Rylance, who will inevitably recite an obscure poem when he wins, even if he’s there to accept(he may be in London), and bore the audience to death, also has the added bonus of being nominated in the Best Actor in a Play category for his “Richard III” which was performed in rep, with the glittering “Twelfth Night.”

In conclusion, I’d like to point out that though “A Gentleman’s Guide…” seems poised to win the most Tonys, its’ creative team are the ones that are going to carry the day, but none of its’ supremely talented performers look like they are going to win. The competition is THAT tough this year.
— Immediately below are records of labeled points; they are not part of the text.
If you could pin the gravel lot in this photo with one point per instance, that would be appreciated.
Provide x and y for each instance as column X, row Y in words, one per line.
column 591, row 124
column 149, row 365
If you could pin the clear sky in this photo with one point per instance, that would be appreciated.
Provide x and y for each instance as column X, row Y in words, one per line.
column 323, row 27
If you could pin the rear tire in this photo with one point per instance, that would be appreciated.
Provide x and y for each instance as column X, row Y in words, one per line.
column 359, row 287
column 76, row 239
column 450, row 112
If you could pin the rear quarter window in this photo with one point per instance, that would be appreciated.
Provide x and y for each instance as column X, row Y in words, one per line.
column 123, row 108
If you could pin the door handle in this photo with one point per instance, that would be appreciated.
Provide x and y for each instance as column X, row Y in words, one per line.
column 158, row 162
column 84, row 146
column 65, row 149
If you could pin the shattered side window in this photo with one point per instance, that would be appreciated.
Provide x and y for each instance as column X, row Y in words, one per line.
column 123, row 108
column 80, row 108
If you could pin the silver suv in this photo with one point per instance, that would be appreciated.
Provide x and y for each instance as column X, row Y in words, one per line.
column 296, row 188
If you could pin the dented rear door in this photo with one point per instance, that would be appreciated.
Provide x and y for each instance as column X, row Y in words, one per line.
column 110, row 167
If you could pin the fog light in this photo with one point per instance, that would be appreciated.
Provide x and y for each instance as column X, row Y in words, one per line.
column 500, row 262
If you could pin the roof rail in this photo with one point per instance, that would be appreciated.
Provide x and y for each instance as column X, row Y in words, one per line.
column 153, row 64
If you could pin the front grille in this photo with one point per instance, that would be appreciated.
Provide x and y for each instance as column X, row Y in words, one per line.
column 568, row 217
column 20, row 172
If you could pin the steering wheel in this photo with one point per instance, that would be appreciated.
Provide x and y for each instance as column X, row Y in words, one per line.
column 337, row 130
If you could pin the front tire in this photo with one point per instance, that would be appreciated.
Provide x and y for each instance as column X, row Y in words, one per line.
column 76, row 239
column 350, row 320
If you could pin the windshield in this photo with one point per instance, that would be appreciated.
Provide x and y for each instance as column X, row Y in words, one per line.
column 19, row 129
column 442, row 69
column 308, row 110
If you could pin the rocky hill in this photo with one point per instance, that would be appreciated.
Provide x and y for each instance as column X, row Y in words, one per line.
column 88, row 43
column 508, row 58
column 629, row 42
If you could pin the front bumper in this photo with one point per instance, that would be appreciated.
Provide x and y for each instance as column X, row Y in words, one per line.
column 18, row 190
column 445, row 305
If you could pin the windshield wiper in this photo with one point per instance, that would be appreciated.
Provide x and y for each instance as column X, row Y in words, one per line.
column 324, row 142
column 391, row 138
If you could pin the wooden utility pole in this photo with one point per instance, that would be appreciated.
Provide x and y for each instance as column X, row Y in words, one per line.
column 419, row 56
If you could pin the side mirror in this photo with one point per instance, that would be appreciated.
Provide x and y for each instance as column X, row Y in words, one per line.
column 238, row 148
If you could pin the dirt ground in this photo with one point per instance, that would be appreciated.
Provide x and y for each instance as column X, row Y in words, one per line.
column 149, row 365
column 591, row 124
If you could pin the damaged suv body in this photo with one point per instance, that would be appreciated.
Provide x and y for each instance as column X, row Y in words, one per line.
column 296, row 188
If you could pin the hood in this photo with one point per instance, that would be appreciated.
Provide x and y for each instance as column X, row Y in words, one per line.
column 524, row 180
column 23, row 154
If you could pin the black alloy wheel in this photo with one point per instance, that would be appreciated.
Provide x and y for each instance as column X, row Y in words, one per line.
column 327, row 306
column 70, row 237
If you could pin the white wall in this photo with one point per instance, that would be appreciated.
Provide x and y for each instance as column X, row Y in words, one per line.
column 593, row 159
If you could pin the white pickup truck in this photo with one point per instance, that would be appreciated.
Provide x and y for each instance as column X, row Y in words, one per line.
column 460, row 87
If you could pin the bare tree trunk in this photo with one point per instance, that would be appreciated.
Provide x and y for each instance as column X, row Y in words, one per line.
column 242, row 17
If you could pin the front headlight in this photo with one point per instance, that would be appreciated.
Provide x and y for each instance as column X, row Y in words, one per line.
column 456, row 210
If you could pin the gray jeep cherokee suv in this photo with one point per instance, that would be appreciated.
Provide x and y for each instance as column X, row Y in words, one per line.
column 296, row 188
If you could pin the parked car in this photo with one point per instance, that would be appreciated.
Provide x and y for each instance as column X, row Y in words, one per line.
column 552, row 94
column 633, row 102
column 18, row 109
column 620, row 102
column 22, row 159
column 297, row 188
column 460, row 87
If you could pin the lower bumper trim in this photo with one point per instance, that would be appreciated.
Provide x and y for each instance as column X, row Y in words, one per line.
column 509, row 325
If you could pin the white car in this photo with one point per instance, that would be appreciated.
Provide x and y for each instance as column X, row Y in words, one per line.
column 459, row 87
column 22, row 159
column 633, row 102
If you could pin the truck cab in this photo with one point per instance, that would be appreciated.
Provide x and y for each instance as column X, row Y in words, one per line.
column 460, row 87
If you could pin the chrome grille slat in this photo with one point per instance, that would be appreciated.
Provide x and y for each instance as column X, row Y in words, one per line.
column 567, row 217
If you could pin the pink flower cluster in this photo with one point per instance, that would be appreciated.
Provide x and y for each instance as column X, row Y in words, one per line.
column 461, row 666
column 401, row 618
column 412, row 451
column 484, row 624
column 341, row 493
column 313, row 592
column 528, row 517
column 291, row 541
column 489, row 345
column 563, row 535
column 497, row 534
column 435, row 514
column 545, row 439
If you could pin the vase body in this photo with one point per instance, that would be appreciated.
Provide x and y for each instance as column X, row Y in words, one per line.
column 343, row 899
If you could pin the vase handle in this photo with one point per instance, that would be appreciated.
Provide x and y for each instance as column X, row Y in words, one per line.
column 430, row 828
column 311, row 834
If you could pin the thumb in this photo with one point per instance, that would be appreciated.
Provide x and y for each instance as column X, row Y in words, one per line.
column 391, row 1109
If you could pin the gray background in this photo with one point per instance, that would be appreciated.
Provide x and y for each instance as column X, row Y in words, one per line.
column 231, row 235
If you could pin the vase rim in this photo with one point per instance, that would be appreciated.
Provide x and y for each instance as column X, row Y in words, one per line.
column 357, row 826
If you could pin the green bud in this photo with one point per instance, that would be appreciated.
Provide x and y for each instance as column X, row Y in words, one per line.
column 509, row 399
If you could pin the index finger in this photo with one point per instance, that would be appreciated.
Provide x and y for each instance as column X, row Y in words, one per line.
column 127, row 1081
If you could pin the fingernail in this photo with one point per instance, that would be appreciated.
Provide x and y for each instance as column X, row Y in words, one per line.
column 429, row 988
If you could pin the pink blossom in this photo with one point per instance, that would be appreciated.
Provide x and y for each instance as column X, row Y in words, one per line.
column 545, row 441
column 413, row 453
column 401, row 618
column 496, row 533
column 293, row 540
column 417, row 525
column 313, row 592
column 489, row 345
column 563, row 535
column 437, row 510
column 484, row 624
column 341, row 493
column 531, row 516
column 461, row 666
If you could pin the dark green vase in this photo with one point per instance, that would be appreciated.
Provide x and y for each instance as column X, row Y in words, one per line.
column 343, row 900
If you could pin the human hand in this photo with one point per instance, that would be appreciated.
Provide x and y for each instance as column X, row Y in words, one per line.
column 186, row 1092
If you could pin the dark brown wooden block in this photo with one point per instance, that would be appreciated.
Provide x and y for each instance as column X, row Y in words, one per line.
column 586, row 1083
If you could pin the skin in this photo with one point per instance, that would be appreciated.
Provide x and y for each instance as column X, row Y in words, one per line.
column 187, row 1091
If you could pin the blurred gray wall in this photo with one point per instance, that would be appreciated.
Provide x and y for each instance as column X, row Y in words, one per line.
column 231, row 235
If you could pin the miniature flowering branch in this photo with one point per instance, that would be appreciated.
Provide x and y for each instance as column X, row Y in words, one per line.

Jefferson Mays won the Outer Critics Circle and tied with Neil Patrick Harris for Best Actor in a Musical. And the terrific Bryce Pinkham as Monte Navarro, our hero,or anti-hero, as the most lovable serial killer ever is going to split the “A Gentleman’s Guide..” votes with Mays and they are both going to get steam-rolled by the Neil Patrick Harris juggernaut. Lauren Worsham, in the all-over-the-place, Best Featured Actress in a Musical category,tied with Anika Larsen in this category. Is her adorable, innocent, coloratura ingenue going to surprise and trounce Larsen. She might. She is cuteness and purity and good girl personified.

So don’t miss the Tonys tonight on CBS at 8pm. Hosted by the always watchable Hugh Jackman it will feature production numbers from all the the nominated musicals and a few more extra-special bits, too.